In many languages, Greek and Latin roots constitute an important part of the scientific vocabulary. This is especially true for the terms referring to fields of science. For example, the equivalent words for mathematics, physics, chemistry, geology, and genealogy are roughly the same in many languages. As for computer science, numerous words in many languages are from American English, and the vocabulary can evolve very quickly. An exception to this trend is the word referring to computer science itself, which in many European languages is roughly the same as the English informatics: German: Informatik; French: informatique; Spanish, Italian, and Portuguese: informática; Polish: informatyka.
We live in the age of information. It pours upon us from the pages of newspapers and magazines, radio loudspeakers, tv and computer screens. The main part of this information has the form of natural language texts. Even in the area of computers, a larger part of the information they manipulate nowadays has the form of a text. It looks as if a personal computer has mainly turned into a tool to create, proofread, store, manage, and search for text documents. Our ancestors invented natural language many thousands of years ago for the needs of a developing human society. Modern natural languages are developing according to their own laws, in each epoch being an adequate tool for human communication, for expressing human feelings, thoughts, and actions.

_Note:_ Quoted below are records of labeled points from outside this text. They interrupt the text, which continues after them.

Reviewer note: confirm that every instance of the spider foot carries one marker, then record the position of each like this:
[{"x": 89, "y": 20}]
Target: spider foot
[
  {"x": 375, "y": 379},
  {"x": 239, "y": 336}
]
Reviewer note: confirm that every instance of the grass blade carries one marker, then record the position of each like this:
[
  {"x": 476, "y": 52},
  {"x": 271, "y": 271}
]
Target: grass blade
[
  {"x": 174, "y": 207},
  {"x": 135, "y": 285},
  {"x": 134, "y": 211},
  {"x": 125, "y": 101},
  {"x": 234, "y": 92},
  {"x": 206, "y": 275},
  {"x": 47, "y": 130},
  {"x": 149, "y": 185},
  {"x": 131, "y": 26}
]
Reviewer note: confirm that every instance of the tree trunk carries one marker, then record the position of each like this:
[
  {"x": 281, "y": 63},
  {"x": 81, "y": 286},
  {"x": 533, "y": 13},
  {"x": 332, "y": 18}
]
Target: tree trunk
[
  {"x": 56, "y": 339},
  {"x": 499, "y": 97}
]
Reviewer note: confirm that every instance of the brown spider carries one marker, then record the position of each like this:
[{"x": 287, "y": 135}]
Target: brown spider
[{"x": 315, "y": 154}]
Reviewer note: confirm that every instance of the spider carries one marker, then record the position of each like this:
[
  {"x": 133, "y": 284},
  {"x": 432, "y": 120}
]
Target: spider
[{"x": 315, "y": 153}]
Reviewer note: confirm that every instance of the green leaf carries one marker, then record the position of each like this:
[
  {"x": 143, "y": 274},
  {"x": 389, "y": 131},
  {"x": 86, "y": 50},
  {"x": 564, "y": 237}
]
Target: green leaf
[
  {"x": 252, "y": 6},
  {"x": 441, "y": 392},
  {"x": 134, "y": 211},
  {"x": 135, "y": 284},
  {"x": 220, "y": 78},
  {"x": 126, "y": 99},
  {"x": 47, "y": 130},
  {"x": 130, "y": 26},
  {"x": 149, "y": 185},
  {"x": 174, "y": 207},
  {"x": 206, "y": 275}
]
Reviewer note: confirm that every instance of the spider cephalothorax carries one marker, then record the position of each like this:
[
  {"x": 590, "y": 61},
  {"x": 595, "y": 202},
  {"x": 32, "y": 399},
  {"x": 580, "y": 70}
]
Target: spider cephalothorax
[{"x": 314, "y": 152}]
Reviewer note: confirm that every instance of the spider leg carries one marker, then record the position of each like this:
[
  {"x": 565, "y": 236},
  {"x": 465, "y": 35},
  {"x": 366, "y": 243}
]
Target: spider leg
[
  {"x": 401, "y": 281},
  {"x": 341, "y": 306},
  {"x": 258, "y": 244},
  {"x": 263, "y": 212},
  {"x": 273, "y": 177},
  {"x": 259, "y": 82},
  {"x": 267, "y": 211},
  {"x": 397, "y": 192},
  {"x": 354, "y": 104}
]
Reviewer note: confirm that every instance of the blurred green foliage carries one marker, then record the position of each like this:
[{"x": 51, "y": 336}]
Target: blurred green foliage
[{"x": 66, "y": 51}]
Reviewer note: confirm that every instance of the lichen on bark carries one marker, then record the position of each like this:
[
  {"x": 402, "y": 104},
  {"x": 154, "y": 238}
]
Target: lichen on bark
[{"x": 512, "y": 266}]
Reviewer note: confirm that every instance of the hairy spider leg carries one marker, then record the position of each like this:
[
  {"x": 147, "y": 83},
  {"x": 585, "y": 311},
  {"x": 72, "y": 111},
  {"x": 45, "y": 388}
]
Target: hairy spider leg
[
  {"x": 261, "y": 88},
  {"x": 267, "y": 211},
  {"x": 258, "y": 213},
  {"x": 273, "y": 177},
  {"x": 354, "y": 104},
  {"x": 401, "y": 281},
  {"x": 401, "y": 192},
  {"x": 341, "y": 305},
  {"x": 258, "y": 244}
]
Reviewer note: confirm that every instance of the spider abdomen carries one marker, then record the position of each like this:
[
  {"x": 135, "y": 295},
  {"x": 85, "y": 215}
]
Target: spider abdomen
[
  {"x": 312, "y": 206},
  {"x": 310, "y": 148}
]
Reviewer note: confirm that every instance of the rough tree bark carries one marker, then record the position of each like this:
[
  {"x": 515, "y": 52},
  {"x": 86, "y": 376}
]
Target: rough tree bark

For the last two centuries, humanity has successfully coped with the automation of many tasks using mechanical and electrical devices, and these devices faithfully serve people in their everyday life. In the second half of the twentieth century, human attention has turned to the automation of natural language processing. People now want assistance not only in mechanical, but also in intellectual efforts.
We need resources for NLP, the problem is that most of them are in English (such as wordnet and General Enquirer), and only just a few in the other languages. Lexical and ontological resources are fundamental for NLP. This puts non-English speakers in a serious disadvantage.
The most-used language on the Internet according to Wikipedia is English. Although the total number of native English speakers in the world is about 322 millions, which is only around one fifth of the total internet users; the amount of English web content approaches 80%.
Generally speaking, when a language has got the position of a universal language, the position tends to be affirmed and extended by itself. Since "everyone" knows and uses English, people are almost forced to learn English and use it, and learn it better.
Besides the importance of the Internet grows rapidly in all fields of human life, including not only research and education but also marketing and trade as well as entertainment and hobbies. This implies that it becomes more and more important to know how to use Internet services and, as a part of this, to read and write English.
But English is changing fast too. There is no area of the culture that collision's more intensely than that, for the web has changed English more radically than any invention since paper, and much faster. According to Paul Payack, who runs the Global Language Monitor, "there are currently 988,974 words in the English language, with thousands more emerging every month". By his calculation, English will adopt its one millionth word in late November. To put that statistic another way, for every French word, there are now ten in English.
So far from debasing the language, the rapid expansion of English on the web may be enriching the mother tongue. Like Latin, it has developed different forms that bear little relation to one another: a speaker of Hinglish (Hindi-English) would have little to say to a Chinglish speaker. But while the root of Latin took centuries to grow its linguistic branches, modern non-standard English is evolving at fabulous speed. The language of the internet itself, the cyberisms that were once the preserve of a few web boffins, has simultaneous expanded into a new argot of words and idioms: Ancient or Classic Geek has given way to Modern Geek.